El muchachito, arrodillado ante Cornaboeux, le chupaba el dardo mientras lloraba a lágrima viva. Mony enculaba a la niña que se debatía como un conejo que van a degollar. El resto de los conjurados se enculaban con terribles ademanes. Natacha se levantó enseguida y, girándose, tendió su culo a todos los conjurados que se acercaron a fornicarla por riguroso turno. En este momento, hicieron entrar a una nodriza con cara de madona y cuyas enormes ubres estaban llenas hasta reventar de una leche generosa. La hicieron ponerse a cuatro patas y el pope empezó a ordeñarla como a una vaca, en los vasos sagrados. Mony enculaba a la nodriza cuyo culo de una resplandeciente blancura estaba tan tenso que parecía a punto de reventar. Hicieron mear a la niña hasta llenar el cáliz. Entonces los conjurados comulgaron bajo las especies de leche y de orines.

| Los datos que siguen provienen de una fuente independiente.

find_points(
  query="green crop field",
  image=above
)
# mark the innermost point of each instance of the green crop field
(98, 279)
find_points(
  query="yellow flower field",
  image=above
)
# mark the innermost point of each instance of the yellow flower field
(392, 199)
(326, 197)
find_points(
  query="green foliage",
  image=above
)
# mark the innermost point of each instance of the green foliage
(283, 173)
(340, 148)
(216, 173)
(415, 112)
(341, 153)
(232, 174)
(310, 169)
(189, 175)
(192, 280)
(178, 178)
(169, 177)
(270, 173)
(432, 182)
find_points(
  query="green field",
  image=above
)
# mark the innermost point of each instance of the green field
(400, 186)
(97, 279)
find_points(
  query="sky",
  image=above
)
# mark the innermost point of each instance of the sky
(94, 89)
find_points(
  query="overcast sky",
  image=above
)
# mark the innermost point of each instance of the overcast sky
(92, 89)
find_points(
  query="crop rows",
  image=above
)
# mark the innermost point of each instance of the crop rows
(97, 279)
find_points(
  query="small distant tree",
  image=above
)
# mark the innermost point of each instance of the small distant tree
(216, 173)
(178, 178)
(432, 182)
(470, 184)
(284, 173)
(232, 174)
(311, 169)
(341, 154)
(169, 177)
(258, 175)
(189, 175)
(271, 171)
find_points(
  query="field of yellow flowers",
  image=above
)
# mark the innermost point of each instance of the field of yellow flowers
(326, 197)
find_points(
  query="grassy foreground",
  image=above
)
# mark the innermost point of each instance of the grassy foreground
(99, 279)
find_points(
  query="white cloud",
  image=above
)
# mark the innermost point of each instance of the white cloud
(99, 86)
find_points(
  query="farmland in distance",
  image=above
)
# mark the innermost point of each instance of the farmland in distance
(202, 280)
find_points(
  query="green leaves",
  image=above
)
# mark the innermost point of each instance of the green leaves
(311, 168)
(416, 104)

Luego, agarrando las tibias, juraron dar muerte a Alejandro Obrenovitch y a Draga Machine, su esposa.
La velada se acabó de una manera infame. Hicieron subir a varias viejas, la más joven de las cuales tenía setenta y cuatro años, y los conjurados las jodieron de todas las formas posibles. Mony y Cornaboeux se retiraron hastiados hacia las tres de la mañana. Una vez en casa, el príncipe se desnudó y tendió su bello culo al cruel Cornaboeux que le enculó ocho veces seguidas sin desencular. Daban un nombre a estas sesiones cotidianas: su disfrute penetrante.
Durante algún tiempo, Mony llevó esta vida monótona en Bucarest. El rey de Servia y su mujer fueron asesinados en Belgrado. Este crimen pertenece a la historia y ya ha sido juzgado de diversas maneras. La guerra entre el Japón y Rusia estalló inmediatamente.